Hommage à Stevan Labudovic, Serbe et moudjahid
Par Houari Achouri – L’Algérie rend un hommage mérité au Serbe Stevan Labudovic qui a prouvé plus que son amitié pour notre peuple dans les moments difficiles de notre lutte pour l’indépendance face à l’armée coloniale française qui était soutenue, elle, par l’Otan.
Vêtu de l’uniforme de l’Armée de libération nationale (ALN) et avec pour arme une caméra entre les mains, Stevan Labudovic a participé à la guerre pour l’indépendance en filmant et en photographiant dans les maquis des Aurès, au péril de sa vie, le combat des moudjahidine.

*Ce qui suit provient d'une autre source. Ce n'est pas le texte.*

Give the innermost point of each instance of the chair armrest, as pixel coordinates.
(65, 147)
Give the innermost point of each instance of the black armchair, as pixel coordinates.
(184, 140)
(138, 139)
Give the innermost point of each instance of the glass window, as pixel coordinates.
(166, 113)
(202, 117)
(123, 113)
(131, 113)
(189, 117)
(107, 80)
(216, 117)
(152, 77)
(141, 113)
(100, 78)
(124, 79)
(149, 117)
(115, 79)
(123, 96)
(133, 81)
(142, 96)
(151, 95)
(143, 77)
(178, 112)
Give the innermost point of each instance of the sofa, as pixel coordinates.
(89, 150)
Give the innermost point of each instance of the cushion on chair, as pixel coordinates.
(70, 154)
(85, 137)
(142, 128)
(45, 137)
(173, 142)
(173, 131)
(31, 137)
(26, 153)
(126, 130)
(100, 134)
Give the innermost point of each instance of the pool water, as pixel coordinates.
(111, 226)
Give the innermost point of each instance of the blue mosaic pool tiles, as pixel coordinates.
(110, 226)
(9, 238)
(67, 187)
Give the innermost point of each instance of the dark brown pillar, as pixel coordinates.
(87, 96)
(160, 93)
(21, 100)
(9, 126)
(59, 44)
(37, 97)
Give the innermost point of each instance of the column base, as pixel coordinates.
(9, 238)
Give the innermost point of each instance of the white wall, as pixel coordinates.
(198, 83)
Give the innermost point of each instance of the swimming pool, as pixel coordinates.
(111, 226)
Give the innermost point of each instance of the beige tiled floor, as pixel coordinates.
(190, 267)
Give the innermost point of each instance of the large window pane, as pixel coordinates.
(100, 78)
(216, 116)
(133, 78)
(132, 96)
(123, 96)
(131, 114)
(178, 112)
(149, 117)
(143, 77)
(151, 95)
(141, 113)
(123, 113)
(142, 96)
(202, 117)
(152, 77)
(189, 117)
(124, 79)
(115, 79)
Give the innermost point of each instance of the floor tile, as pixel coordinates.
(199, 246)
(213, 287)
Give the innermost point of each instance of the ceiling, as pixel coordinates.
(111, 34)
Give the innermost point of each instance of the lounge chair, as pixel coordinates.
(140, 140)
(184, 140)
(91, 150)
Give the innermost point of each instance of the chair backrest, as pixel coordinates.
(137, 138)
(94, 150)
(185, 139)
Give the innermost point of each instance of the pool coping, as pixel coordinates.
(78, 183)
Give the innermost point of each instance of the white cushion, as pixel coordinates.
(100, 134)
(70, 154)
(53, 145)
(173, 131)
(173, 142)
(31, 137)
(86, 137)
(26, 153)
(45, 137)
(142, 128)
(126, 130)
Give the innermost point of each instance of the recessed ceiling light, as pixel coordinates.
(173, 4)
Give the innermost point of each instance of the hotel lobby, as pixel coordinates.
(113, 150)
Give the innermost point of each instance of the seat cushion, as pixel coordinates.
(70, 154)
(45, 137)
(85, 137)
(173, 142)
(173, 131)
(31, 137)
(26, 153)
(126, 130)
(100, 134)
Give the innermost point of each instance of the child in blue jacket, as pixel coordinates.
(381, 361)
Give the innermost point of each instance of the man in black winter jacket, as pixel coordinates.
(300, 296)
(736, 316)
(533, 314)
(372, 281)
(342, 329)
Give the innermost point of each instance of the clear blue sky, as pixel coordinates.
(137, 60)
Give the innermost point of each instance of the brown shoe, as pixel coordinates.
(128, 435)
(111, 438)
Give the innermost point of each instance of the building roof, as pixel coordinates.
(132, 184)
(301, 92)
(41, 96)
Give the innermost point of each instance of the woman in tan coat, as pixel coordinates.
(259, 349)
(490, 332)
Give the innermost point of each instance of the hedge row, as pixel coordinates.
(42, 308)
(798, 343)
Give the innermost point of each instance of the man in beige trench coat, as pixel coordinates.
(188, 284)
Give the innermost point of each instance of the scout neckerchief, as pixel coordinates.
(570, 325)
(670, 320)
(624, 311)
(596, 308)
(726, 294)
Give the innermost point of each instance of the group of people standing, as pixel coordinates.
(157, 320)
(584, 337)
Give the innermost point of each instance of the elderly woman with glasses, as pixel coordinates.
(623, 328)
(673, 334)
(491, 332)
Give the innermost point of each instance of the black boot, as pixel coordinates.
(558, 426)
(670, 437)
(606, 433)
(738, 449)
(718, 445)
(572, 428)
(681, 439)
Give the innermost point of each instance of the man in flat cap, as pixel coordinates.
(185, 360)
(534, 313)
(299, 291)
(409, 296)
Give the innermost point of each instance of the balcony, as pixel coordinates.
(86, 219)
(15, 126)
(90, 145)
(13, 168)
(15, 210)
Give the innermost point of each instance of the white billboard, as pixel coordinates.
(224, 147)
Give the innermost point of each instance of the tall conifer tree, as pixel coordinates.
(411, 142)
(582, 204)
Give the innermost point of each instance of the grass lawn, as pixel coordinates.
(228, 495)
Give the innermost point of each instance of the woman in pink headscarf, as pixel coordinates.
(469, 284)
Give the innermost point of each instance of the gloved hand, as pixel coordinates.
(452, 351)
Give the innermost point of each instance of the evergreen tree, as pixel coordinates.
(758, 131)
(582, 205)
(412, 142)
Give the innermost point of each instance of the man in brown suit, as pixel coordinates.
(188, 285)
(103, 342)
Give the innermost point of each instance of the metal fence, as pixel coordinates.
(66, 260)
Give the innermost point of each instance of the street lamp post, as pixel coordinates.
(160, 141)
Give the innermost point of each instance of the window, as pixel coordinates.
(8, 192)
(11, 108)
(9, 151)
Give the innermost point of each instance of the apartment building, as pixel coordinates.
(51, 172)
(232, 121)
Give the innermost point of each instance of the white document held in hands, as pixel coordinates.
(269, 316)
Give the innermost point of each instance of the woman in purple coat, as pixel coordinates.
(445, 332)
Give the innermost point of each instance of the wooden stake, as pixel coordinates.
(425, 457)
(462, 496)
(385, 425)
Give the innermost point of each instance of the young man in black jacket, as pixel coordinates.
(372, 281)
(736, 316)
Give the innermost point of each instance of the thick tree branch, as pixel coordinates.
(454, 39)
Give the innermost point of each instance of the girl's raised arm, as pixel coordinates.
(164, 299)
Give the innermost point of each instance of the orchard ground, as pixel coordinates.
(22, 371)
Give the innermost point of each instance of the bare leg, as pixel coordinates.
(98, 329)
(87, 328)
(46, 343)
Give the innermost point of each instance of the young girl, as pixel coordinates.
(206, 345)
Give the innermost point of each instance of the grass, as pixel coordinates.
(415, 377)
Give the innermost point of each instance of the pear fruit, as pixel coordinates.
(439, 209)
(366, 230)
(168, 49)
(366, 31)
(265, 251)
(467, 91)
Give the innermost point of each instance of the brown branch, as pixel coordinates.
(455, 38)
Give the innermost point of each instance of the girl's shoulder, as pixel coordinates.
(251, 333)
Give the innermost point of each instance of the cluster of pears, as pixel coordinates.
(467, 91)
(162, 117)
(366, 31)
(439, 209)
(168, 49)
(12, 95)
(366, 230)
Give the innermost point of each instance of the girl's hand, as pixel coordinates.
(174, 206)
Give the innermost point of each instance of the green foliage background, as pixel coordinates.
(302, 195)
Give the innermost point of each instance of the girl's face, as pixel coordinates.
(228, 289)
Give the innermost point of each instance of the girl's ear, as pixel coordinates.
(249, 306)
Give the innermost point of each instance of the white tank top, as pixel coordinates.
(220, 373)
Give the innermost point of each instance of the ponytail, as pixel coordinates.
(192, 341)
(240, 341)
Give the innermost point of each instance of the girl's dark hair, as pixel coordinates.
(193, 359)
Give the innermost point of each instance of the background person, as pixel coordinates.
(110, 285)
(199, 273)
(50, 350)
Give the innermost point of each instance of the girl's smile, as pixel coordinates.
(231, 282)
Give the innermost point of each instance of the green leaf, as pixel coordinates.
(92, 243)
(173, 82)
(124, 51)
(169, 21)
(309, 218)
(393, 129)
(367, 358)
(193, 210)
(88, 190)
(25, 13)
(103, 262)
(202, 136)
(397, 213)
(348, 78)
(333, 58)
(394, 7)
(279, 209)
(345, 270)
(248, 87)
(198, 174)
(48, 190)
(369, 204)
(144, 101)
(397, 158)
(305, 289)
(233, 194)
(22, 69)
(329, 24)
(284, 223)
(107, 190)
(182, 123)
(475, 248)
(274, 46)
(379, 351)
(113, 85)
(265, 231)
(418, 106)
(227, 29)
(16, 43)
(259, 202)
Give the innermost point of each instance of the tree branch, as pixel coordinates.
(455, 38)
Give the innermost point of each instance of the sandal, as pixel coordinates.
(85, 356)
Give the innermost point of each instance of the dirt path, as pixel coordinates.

Il n’a pas usurpé le titre de moudjahid, lui qui était citoyen de Yougoslavie, un pays qui avait lui aussi mené un dur combat de partisans contre le fascisme et pour la liberté.

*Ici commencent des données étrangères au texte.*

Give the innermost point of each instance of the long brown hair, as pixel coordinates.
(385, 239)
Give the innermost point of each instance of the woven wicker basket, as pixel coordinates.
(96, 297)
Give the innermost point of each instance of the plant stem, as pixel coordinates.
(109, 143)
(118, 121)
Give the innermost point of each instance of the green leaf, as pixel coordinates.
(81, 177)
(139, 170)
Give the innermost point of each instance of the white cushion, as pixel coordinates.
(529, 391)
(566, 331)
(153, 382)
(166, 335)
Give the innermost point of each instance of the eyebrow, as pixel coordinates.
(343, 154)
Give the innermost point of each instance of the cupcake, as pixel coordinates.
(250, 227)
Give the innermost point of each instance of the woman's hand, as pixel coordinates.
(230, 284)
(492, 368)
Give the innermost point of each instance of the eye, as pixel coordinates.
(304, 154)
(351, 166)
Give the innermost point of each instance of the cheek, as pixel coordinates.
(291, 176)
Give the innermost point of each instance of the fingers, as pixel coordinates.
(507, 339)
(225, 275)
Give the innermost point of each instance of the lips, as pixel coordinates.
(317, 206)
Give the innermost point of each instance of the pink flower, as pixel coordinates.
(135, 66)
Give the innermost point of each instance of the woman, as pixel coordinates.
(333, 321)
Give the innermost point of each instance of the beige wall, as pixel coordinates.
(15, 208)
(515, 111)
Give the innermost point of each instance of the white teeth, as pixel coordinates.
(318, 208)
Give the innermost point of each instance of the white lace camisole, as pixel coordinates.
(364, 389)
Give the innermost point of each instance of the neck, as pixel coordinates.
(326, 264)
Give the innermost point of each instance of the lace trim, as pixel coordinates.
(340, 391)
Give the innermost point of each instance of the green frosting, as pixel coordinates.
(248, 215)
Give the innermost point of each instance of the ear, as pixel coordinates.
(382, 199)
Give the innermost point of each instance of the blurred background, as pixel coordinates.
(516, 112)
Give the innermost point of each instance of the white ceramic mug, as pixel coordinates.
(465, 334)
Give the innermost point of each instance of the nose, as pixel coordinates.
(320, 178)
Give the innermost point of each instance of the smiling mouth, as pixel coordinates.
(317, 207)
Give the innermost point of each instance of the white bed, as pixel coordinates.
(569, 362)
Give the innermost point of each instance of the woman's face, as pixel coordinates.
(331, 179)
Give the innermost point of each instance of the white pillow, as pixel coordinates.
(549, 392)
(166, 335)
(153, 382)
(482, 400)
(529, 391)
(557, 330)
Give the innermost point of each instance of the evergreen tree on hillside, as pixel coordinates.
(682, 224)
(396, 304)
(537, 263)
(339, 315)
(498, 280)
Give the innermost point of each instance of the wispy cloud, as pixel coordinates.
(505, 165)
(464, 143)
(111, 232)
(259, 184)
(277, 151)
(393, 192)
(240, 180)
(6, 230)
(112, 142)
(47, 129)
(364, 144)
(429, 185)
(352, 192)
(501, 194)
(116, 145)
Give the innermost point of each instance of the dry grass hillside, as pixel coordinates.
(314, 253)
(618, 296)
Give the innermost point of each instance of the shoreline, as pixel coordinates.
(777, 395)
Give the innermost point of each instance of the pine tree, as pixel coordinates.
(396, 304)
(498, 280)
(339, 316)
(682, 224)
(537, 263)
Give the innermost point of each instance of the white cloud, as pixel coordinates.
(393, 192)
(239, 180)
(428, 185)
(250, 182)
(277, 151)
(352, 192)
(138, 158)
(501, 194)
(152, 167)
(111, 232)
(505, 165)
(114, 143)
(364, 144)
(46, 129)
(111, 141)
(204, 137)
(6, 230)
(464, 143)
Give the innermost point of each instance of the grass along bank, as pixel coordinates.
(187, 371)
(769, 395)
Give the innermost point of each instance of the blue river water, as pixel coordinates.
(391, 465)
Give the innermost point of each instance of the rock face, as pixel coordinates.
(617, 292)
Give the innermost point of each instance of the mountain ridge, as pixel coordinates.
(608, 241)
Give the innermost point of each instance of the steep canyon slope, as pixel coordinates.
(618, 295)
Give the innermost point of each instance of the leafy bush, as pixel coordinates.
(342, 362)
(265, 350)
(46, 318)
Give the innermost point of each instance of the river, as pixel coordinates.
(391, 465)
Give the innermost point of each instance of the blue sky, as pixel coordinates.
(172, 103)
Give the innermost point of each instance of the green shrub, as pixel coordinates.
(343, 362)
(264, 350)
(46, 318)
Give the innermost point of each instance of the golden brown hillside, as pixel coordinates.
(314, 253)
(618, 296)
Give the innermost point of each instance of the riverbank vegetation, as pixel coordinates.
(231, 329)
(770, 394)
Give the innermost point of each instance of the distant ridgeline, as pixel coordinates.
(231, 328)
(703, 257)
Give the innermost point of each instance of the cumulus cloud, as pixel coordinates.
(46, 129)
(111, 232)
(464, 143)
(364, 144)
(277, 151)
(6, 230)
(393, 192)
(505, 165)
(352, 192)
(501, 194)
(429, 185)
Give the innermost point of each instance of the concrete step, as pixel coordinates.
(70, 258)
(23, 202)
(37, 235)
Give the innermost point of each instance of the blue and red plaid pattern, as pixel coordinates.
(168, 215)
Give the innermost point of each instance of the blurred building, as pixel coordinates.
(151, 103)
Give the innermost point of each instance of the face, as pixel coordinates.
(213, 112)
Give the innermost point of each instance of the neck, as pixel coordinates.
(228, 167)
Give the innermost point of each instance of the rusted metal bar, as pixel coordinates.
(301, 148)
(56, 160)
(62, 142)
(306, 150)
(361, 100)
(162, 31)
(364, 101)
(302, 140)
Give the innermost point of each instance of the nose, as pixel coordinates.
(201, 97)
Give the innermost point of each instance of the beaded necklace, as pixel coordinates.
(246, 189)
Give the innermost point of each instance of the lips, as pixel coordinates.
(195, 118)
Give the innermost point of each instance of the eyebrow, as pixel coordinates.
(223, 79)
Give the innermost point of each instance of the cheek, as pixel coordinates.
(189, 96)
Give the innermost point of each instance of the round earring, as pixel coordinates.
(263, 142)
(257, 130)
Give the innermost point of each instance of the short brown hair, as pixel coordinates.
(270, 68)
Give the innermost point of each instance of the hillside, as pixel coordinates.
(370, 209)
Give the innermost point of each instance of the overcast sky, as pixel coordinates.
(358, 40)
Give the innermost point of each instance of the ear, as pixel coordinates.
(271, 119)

Homme de convictions et cinéaste engagé, le moudjahid Stevan Labudovic a participé de la même façon que René Vauthier et Pierre Clément, à la lutte armée pour mettre fin à l’occupation coloniale en Algérie et, comme eux, il a une part dans la victoire du peuple algérien. On lui doit les images qui ont immortalisé l’Algérie dans la Guerre de Libération et qui ont permis de faire connaître notre cause auprès de l’opinion publique internationale en mettant en échec la propagande coloniale. Selon le témoignage du défunt cinéaste Amar Laskri, il a filmé 83 kilomètres de pellicules. Le «fonds Labudovic», c’est-à-dire ses 27 films et 274 photographies durant la guerre d’Algérie, se trouve aux Archives nationales.

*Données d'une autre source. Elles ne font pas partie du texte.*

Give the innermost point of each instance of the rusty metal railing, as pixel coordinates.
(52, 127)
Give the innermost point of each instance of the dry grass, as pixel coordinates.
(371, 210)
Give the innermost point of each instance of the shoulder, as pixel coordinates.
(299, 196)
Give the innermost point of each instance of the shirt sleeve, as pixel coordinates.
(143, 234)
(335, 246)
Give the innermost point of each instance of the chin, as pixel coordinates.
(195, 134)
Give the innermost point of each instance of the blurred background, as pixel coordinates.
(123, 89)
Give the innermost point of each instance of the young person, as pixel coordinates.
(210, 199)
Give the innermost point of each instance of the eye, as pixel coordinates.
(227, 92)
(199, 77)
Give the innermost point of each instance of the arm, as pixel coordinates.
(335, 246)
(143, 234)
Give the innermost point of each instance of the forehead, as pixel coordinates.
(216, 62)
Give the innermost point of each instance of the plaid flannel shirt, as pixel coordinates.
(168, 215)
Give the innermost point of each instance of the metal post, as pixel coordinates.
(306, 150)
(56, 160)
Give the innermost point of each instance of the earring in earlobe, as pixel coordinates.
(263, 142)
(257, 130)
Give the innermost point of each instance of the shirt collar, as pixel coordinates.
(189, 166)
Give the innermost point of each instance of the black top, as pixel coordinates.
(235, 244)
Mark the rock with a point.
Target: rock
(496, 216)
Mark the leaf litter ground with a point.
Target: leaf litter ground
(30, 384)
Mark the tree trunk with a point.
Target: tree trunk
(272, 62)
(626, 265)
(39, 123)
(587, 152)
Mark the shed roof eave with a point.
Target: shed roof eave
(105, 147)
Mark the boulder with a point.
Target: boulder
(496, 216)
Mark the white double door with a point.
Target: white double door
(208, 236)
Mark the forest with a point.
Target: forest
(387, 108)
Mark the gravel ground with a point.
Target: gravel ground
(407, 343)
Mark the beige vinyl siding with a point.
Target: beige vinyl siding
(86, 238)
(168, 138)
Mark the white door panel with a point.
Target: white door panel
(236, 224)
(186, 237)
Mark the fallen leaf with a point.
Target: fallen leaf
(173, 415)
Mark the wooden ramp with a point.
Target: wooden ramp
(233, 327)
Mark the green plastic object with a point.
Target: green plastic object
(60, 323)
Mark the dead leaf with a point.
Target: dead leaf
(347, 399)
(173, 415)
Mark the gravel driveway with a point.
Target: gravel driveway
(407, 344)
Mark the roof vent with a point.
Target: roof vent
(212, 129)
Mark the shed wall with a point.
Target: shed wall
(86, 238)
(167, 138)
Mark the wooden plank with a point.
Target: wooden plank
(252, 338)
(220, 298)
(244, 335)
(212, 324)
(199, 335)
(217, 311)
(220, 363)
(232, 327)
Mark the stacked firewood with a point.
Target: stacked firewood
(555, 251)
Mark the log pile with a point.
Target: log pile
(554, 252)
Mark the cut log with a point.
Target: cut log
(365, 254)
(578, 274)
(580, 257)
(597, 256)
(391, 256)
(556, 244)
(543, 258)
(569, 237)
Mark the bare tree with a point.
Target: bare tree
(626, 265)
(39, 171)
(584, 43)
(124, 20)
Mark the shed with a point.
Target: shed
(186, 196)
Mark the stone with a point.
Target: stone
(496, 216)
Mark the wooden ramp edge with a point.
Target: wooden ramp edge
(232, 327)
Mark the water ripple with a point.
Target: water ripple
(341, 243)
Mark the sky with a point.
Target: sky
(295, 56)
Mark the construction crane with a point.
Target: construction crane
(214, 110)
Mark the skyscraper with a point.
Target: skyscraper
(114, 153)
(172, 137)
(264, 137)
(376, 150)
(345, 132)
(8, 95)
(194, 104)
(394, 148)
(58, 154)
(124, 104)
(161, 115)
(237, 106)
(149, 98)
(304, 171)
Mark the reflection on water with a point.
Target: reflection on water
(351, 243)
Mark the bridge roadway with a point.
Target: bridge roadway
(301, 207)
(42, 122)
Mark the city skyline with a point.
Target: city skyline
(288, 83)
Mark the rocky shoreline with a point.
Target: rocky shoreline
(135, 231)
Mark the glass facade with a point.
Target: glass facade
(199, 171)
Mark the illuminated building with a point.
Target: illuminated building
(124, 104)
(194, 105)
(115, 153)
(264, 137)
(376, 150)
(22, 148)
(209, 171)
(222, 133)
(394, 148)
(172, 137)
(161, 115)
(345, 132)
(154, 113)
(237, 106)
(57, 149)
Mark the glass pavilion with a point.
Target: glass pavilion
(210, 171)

La réalisatrice serbe Mila Turajlic, qui l’a évoqué dans un documentaire, raconte comment «la vie de Stevan Labudovic a connu un tournant inattendu en 1959, lorsqu’une délégation du FLN est venue chercher du soutien auprès du président de la république fédérale de Yougoslavie, Josip Bros Tito, qui, en plus d’une assistance sous forme d’armes et d’uniformes, envoie son cameraman avec pour mission de prendre des photos qui aideront les Algériens à présenter au monde leur guerre pour se libérer du colonialisme français». «Envoyé en Algérie pour une mission de trois mois, Stevan Labudovic est resté avec l’uniforme de l’ALN pendant trois ans, jusqu’à l’indépendance», écrit-elle.
Stevan Labudovic a rejoint les maquis dans les Aurès à partir de la frontière tunisienne dès 1959. Mila Turajlic rappelle qu’il jouit en Algérie d’un statut de héros national ; son appareil photo et tout son équipement sont exposés au Musée national du moudjahid.
Une cérémonie avait été organisée en son honneur, en 2007, au siège des Archives nationales.
En 2012, Stevan Labudovic a été décoré de la médaille du Mérite par le président de la République, Abdelaziz Bouteflika, à l’occasion de la célébration du cinquantième anniversaire de l’indépendance nationale. En 2014, il a également reçu le prix d’honneur lors du 5e Festival du film engagé d’Alger. Il est l’un des fondateurs de l’Association des amis de l’Algérie à Belgrade, capitale serbe.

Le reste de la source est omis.